I get around all of this with my spamassassin install.

I use fetchmail to pull mail from various accounts, and dump em through spamassassin, and then to courier to be served back up again.

I don't run SMTP services on my box.

I use SSMTP (Comes with vcron) to redirect the servers SMTP traffic to my ISP's SMTP server instead.  This way, I can't be an open relay, and I don't have to deal with the headache that is sendmail/postfix/exim/etc....

You should also have your friends/family use their isp's smtp in their configs.

i.e. incoming server (Pop3/IMAP) is your server, and outgoing is their ISP's SMTP.  This will work for all but the most anal ISP's.
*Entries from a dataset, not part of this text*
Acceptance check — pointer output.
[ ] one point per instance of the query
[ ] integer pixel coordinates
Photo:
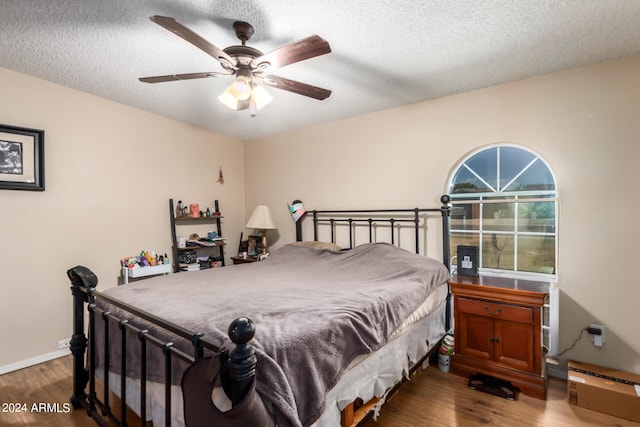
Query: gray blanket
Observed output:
(315, 311)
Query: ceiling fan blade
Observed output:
(307, 48)
(174, 77)
(180, 30)
(296, 87)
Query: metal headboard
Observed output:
(372, 217)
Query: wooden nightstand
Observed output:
(498, 330)
(240, 260)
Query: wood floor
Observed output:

Unless you are receiving mail for a domain that's only on that server, this is an easy way to avoid this all together.

-Torg

----------

## Forse

 *Torg wrote:*   

> I get around all of this with my spamassassin install.
> 
> I use fetchmail to pull mail from various accounts, and dump em through spamassassin, and then to courier to be served back up again.
> 
> I don't run SMTP services on my box.
> ...

 

ooo...thnx but how do I get my stupido Postfix to trust everyone (sounds so corn...)???

----------

## patrickbores

 *Quote:*   

> smtpd_recipient_restrictions = permit_mynetworks, permit_sasl_authenticated, check_relay_domains

 

There's your problem. You need to have a "reject" directive at the end of your smtpd_recipient_restrictions list, or Postfix will reject all mail. Put "reject_unauth_destination" at the end of that list and see if it works.

----------

## vidigiani

Like others said, open relaying is a security hole. One alternative is to set up SSH on your box. Then just have your friends connect and tunnel to SMTP. When you tunnel you run in the context of the local host so everything will work fine, their connection will be secured by encryption, and you can allow only your friends to use the service. Furthermore, if you have a falling out with a friend it is very easy to remove them from SSH   :Laughing:  .

----------